In eight out of 12 months, the PCE index rose less than CPI, Crandall noted, and the CPI increased by roughly half a percentage point more than the PCE index over the course of the full year 1999.

The PCE index, which covers spending on finished goods, services and structures in all sectors of the economy, is issued quarterly in the Gross Domestic Product measure issued by the Commerce Department.

In the period from the fourth quarter of 1998 to the fourth quarter of 1999, the PCE index rose 2 percent. On a quarterly basis, though, it rose in last year's fourth quarter at a 2.5 percent annual rate, up from 1.8 percent in the third quarter.

There is another way to get a quicker read of the PCE index's movement on a monthly basis, however, for those who do not want to wait for the quarterly figure in the GDP report.
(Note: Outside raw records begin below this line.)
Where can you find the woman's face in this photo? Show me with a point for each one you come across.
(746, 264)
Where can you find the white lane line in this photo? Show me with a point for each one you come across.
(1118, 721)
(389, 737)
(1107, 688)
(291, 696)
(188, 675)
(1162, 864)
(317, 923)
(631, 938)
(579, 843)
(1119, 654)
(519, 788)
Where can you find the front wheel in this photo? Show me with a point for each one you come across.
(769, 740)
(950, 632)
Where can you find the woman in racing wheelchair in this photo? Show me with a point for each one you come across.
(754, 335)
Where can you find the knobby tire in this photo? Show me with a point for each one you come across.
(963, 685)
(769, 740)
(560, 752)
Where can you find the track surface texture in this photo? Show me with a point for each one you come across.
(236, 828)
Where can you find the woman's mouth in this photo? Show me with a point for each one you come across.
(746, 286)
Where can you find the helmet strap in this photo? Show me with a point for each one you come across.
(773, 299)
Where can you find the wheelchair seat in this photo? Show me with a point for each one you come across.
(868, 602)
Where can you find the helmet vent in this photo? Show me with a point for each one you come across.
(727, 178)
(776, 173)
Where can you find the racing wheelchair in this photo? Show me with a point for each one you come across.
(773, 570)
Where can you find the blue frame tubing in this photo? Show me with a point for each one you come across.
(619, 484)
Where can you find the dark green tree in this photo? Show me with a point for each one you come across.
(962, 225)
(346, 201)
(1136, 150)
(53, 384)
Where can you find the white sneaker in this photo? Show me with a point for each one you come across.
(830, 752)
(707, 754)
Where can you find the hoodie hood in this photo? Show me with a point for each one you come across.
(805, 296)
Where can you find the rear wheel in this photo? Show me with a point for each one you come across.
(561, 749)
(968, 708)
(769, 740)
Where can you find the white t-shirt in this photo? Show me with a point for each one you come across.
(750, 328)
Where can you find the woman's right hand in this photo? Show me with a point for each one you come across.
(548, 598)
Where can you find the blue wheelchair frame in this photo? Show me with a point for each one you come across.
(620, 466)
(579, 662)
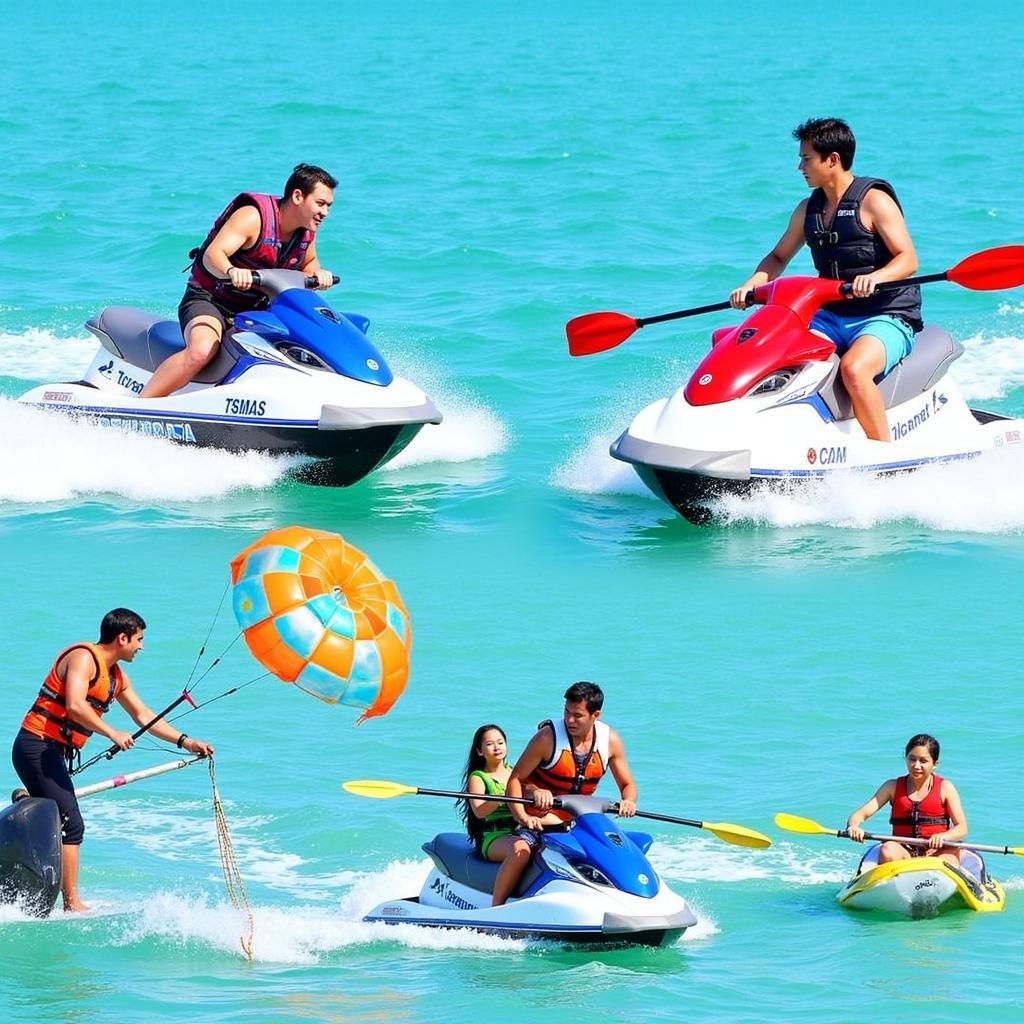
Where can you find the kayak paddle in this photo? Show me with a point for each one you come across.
(380, 790)
(987, 270)
(791, 822)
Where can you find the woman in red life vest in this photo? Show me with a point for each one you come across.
(924, 806)
(85, 680)
(255, 231)
(489, 822)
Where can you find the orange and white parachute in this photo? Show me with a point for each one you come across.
(316, 612)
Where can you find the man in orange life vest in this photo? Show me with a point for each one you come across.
(85, 680)
(571, 756)
(255, 231)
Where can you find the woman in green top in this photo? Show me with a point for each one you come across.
(489, 822)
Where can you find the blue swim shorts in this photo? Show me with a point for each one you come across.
(895, 335)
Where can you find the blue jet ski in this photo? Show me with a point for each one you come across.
(296, 378)
(30, 855)
(591, 884)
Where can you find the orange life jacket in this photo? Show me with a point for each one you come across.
(48, 716)
(564, 773)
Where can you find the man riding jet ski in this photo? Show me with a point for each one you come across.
(767, 406)
(296, 378)
(589, 882)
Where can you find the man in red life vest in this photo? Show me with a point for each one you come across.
(571, 756)
(255, 231)
(855, 229)
(84, 681)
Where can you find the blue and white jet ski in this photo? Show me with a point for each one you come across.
(297, 378)
(590, 884)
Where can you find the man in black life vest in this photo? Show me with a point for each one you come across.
(255, 231)
(856, 232)
(571, 756)
(85, 680)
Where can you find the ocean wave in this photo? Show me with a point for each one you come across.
(590, 470)
(37, 355)
(702, 859)
(468, 432)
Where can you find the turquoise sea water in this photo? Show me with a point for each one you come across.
(503, 168)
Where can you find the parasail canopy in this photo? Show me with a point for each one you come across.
(315, 611)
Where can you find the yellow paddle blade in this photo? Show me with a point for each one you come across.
(791, 822)
(377, 788)
(737, 835)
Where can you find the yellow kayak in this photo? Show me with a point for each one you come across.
(923, 887)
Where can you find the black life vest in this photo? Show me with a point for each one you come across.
(846, 249)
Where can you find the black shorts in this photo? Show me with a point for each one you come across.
(199, 302)
(42, 767)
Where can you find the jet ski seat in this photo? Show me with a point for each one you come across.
(144, 340)
(934, 350)
(456, 855)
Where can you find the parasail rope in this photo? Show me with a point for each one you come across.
(202, 650)
(229, 865)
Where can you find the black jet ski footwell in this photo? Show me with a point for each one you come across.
(30, 855)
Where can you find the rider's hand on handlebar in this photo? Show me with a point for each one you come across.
(325, 279)
(240, 278)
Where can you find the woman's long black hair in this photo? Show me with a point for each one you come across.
(476, 762)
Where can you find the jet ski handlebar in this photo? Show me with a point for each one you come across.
(276, 281)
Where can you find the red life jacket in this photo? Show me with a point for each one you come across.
(48, 716)
(269, 251)
(564, 773)
(919, 818)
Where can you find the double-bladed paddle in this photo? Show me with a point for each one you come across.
(791, 822)
(987, 270)
(380, 790)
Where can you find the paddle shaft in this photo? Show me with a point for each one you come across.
(557, 803)
(135, 776)
(477, 796)
(715, 307)
(911, 841)
(670, 819)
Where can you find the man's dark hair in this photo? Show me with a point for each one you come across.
(306, 177)
(120, 621)
(590, 692)
(828, 135)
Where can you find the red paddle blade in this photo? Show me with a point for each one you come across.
(990, 269)
(598, 332)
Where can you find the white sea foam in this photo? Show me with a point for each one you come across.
(310, 934)
(40, 355)
(469, 431)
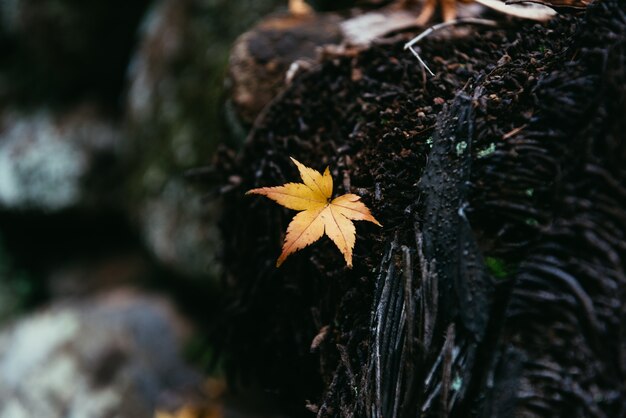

It is included in the Commerce Department's personal income and spending report. The latest monthly deflator number, for December 1999, showed a rise of 0.2 percent compared with 0.1 percent in November.

Crandall suggested the real coming-out party for the PCE index would be next Monday, when its new importance will be clearly recognized in financial markets.

"Starting with the January personal income and spending report on February 28, we expect the PCE deflator to become as much a focus of attention as income or consumption spending," Crandall said in his latest weekly analysis.

© copyright 2000 Reuters, Ltd.



-- Possible Impact (posim@hotmail.com), February 23, 2000

Answers

Reporting inflation is bad, this is a solution.

-- Possible Impact (posim@hotmail.com), February 23, 2000.

I wonder if they will use this rather than the CPI for Social Security COLAs?

-- Lynn Ratcliffe (mcgrew@ntr.net), February 23, 2000.

Good, now they can reflect the cost of a new PC every year...

-- Mad Monk (madmonk@hawaiian.net), February 23, 2000.

Nothing lends credence to a total joke of an economic index better than coming up with an even bigger joke of an economic index to compare it against.

Modern economics, and therefore the tools of modern economics, ceased being a science the day they let the dollar float. Economics is no longer used to explain, manage, or predict anything, but rather to explain-away, justify, and rationalize an inherently inexplicable, unjust, and irrational monetary system.

With no external reference of value, all measurements are pointless at best or to be subject to endless manipulation at worst.

-- Nathan (nospamwh@tsoever.moc), February 24, 2000.


Notice the new index comes out quarterly rather than monthly like the CPI. Doesn't feel right to me.

-- CA 4x4 (4x4@my.house), February 24, 2000.


Nathan,
Exactly! You've explained it very well.

-- Possible Impact (posim@hotmail.com), February 24, 2000.

Nathan ... In the modern lexicon " Right ON , dude !" Eagle

-- Hal Walker (e999eagle@FREEWWWEB.COM), February 24, 2000.

Things must be getting bad enough that even the dilluted CPI was starting to reflect the actual economic problems we're seeing at the bottom of the house of cards. So now it's time for a new shell game. And when this one starts showing holes, they'll come up with anothe new scheme.

I wonder what they'll come up with to try and convince the sheep that there's no problem as everything collapses? Tie the next version of economic reporting to the price of stocks? (See, things are great! We've got NEGATIVE INFLATION since the stock market went down from 10,000 to 1,000. Don't you feel happy to live in President Klintoon's country?)

WW

-- Wildweasel (vtmldm@epix.net), February 24, 2000.


Haven't heard anyone use the phrase 'smoke and mirrors' in a while. Just thought I'd throw that in.